Devenu en 2013, vice-ministre de la Défense, le général Gaïd Salah aide M. Bouteflika à démanteler le Département du renseignement et de la sécurité (DRS), redouté service de renseignement organiquement rattaché à l’armée mais réputé « Etat dans l’Etat ». Et à écarter en 2015 son puissant chef, le général Mohamed Médiène.

Le pouvoir du DRS (devenu DSS) affaibli, M. Bouteflika débarqué et son entourage sous les verrous à la faveur d’une campagne anticorruption encouragée par le général Gaïd Salah, la haute hiérarchie militaire est depuis avril 2019 seule aux manettes.

Visage de ce haut commandement, le général Gaïd Salah multiplie les « mises en garde » aux contestataires et les « suggestions » à la justice ou à un pouvoir civil effacé -le président par intérim Abdelkader Bensalah, gouvernement et chambres- qui se pressent de les traduire en actes.

« Dans l’armée, Gaïd Salah est quelqu’un qui fait relativement consensus, il est déjà âgé, ce n’est pas quelqu’un qui a une envergure, ce n’est pas un politique du tout », explique Flavien Bourrat, chercheur à l’Institut de Recherche Stratégique de l’Ecole Militaire (Inserm, Paris).

– « Militaire brutal » –

Un temps crédité par la contestation d’avoir pesé pour obtenir le départ de M. Bouteflika, il est désormais conspué dans les manifestations pour son refus de mettre sur pied des institutions de transition réclamées par le « Hirak » pour rompre avec le « système », dont le haut commandement militaire est le coeur.

Mais aussi pour son refus de tout geste envers la contestation, désormais réprimée avec la multiplication des incarcérations de manifestants, de militants et de journalistes.

« Gaïd Salah n’est pas un grand stratège, donc il agit en militaire brutal. Pour lui, l’Algérie est une grande caserne.

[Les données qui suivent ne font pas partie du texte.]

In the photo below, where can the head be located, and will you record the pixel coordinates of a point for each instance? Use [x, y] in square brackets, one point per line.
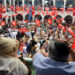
[58, 50]
[8, 46]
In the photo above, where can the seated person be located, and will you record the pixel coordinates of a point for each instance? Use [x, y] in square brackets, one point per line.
[9, 63]
[57, 61]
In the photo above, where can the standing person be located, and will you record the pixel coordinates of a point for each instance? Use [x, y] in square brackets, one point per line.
[32, 31]
[9, 63]
[56, 62]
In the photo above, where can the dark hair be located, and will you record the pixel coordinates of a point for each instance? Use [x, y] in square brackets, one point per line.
[58, 50]
[68, 19]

Pour lui, faire une concession c’est une faiblesse, dans son esprit c’est +Je donne les ordres et en bas ils exécutent+ sans possibilité de dialogue », estime Moussaab Hammoudi, chercheur doctorant à l’Ecole des Hautes études en Sciences sociales (EHESS) de Paris.

« C’est quelqu’un de frustre » qui « agit par impulsion, sans réflexion, sans concertation », ajoute-t-il.

C’est lui qui a fixé le calendrier électoral: la présidentielle devant élire un successeur à M. Bouteflika aura lieu le 12 décembre, malgré le rejet massif d’un scrutin vu par une grande partie de la population comme devant permettre au « système » d’assurer sa survie.